OK...I gotta go get strawberry short cake cakes and knee pads
it wasn't sex, it was awkward naked time.
When he was fingering me, it felt/looked like he was digging around for pocket change.
Dancing like a fucking crazy person to jai ho with a snow ball in her hand. Snow days make her go nuts.
We aren't going to mix hockey and sex texts tonight.
I totally agree. all sexting is on hold till after the games over.
Playoffs. This shit is serious.
So my professor just changed my Final to 7:45am on May 6th.
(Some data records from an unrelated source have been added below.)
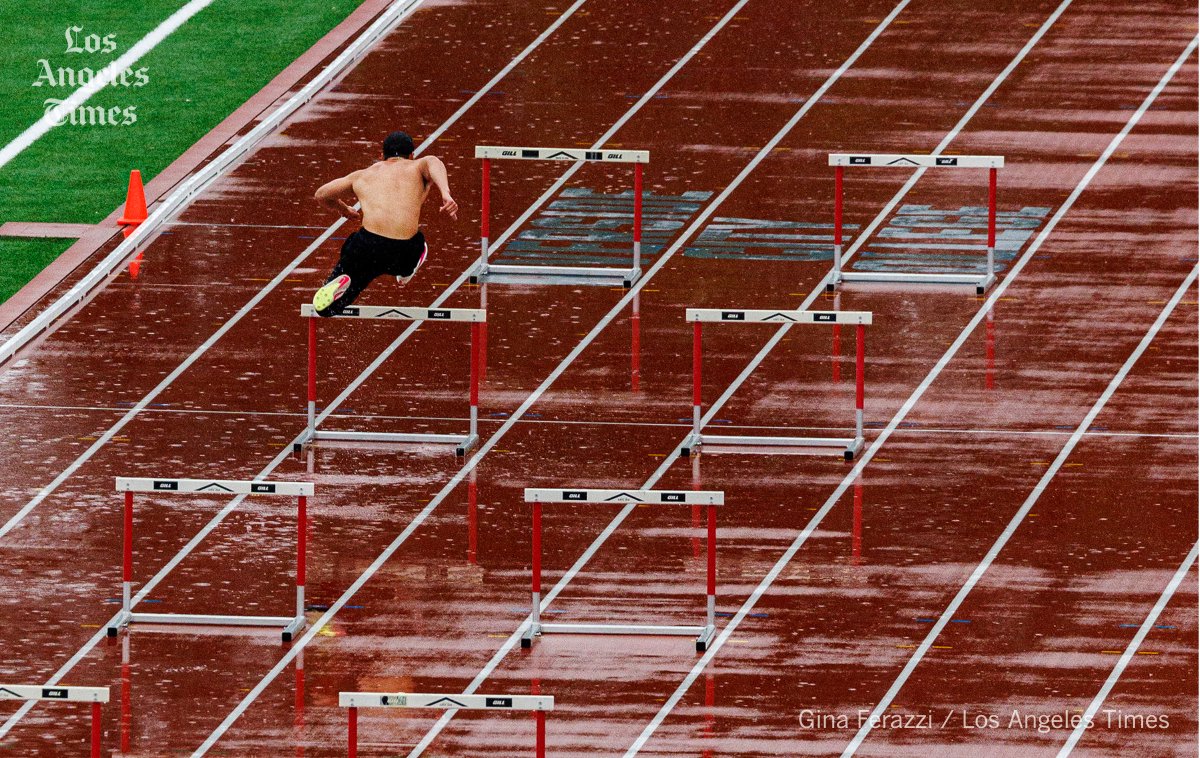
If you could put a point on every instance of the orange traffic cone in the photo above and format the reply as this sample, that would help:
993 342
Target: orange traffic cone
135 204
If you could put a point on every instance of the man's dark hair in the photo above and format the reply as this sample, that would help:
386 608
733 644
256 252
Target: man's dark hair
397 145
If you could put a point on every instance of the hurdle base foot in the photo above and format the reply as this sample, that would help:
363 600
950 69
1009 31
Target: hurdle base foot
121 623
467 445
291 631
853 449
527 637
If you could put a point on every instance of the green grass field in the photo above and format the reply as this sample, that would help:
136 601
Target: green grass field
192 80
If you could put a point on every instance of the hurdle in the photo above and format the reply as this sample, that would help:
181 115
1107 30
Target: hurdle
96 696
301 491
703 633
527 274
851 446
841 160
354 701
462 443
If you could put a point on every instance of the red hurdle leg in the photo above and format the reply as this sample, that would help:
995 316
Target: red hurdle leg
537 565
486 209
312 374
474 377
856 543
541 734
127 569
859 377
637 216
635 348
472 519
695 377
990 352
712 565
991 222
95 731
839 174
126 696
301 551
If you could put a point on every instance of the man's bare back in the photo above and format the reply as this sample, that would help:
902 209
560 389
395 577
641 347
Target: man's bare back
391 193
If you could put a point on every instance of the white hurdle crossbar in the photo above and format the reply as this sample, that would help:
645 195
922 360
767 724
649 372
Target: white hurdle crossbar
96 696
851 447
627 276
354 701
301 491
462 443
841 160
703 635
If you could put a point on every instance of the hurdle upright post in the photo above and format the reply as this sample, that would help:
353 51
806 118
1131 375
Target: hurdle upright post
696 362
475 347
839 175
540 745
637 216
485 209
127 558
712 566
301 551
859 378
312 376
991 222
95 729
535 619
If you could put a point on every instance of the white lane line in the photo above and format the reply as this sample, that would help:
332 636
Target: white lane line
600 422
101 80
225 512
1129 651
513 641
869 453
1019 517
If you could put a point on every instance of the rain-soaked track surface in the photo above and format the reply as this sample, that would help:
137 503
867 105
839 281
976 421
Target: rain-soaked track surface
1037 636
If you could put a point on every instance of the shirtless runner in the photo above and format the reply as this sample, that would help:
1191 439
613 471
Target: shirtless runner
390 241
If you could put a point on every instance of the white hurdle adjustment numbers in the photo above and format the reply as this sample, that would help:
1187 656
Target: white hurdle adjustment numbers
213 486
402 313
647 497
447 702
562 154
70 695
916 161
777 317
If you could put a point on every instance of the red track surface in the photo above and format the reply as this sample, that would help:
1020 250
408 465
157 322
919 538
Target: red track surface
835 630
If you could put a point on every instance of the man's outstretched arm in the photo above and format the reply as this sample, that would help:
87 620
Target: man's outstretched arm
435 170
329 194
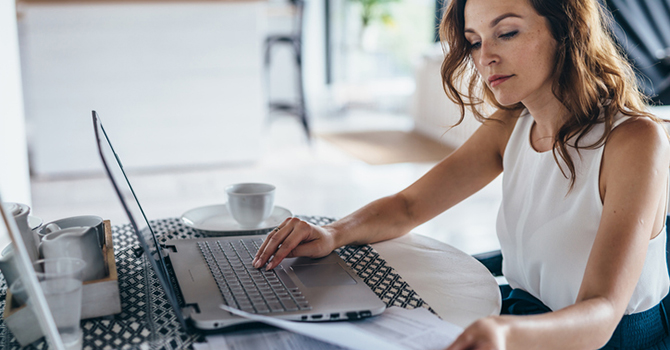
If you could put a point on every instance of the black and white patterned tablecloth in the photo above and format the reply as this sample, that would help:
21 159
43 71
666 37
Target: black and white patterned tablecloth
147 320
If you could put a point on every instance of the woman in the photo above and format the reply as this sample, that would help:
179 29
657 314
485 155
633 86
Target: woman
582 222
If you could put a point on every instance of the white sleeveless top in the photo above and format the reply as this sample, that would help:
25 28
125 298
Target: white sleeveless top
546 237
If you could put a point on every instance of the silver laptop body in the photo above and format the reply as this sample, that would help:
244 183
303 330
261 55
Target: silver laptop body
214 271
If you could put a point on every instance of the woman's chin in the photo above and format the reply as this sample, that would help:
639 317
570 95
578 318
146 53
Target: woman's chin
506 101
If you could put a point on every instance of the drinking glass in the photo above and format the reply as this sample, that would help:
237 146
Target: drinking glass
61 283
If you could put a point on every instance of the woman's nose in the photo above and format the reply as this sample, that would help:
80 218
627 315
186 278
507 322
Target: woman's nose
488 54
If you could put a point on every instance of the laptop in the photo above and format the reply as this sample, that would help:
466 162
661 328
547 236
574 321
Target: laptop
215 271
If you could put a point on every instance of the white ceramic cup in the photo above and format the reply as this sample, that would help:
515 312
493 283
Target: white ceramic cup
74 221
250 203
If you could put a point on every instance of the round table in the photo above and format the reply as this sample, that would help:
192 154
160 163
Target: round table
457 287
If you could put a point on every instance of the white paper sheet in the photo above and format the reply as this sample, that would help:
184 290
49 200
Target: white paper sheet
396 328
Shouldn't a Spanish professor understand the implications of Cinco de Mayo???
you should be careful. everyone knows your chances of pregnancy increase by 100 percent when youre the daughter of a religious figure
So if you ever need to know a guy who knows a guy who knows a guy that can put a 24oz beer can up his ass... Hit me up...
Remember me drinking the vodka from in between your legs?
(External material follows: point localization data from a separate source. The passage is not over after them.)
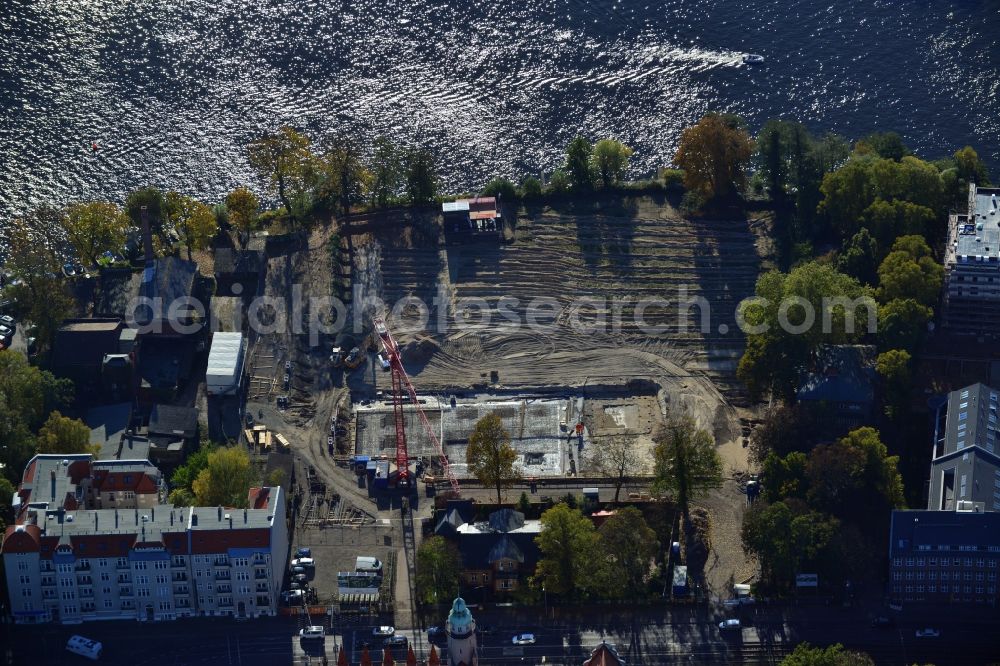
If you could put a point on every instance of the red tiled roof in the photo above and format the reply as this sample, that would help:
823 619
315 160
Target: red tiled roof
258 498
18 540
217 541
29 472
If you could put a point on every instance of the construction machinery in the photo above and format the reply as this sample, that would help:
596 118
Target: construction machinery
400 383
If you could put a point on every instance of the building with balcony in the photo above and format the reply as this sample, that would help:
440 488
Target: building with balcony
72 558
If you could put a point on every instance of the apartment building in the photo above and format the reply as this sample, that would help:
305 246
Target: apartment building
68 563
950 552
972 263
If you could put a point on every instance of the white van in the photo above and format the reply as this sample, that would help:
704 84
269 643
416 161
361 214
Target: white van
84 647
368 565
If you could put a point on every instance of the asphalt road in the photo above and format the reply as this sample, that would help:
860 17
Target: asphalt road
967 637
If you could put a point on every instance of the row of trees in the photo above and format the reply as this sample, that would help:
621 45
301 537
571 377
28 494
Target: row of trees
825 511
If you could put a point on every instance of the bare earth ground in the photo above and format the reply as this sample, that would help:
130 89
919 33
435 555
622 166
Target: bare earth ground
631 249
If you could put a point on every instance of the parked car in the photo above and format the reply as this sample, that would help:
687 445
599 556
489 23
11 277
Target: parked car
313 631
738 602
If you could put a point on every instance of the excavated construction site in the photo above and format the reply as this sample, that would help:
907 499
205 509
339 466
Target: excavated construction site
594 265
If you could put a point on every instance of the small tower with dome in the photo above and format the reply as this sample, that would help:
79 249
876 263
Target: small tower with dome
461 636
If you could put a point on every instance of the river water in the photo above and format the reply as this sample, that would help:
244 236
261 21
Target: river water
172 91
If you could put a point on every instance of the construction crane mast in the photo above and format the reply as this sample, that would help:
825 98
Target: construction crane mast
400 381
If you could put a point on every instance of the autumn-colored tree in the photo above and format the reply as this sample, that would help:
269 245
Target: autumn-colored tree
281 159
194 221
95 227
243 206
490 456
714 154
61 434
227 479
Burnt myself on soup.. consencus go back to hospl. they will lov me. twins in one nigh. still hve band on. fuck
Did you really lure me out of the bar with a blond holding a dunkin donuts bag? Well played sir, well played.
There is nothing quite so awkward as watching topless bullriding with your mother next to you..
How do I respond to this?! It's not easy to say "you're hot & the sex was good, but outside the bedroom you scare me"
So that guy from plenty of fish has a lightning bolt tattooed on his face. I kinda feel like I HAVE to sleep with him now.
When I told her I was deaf and took my hearing aids out at night to sleep, she said it must be nice not having to hear drunken roommates having awkward sex late at night.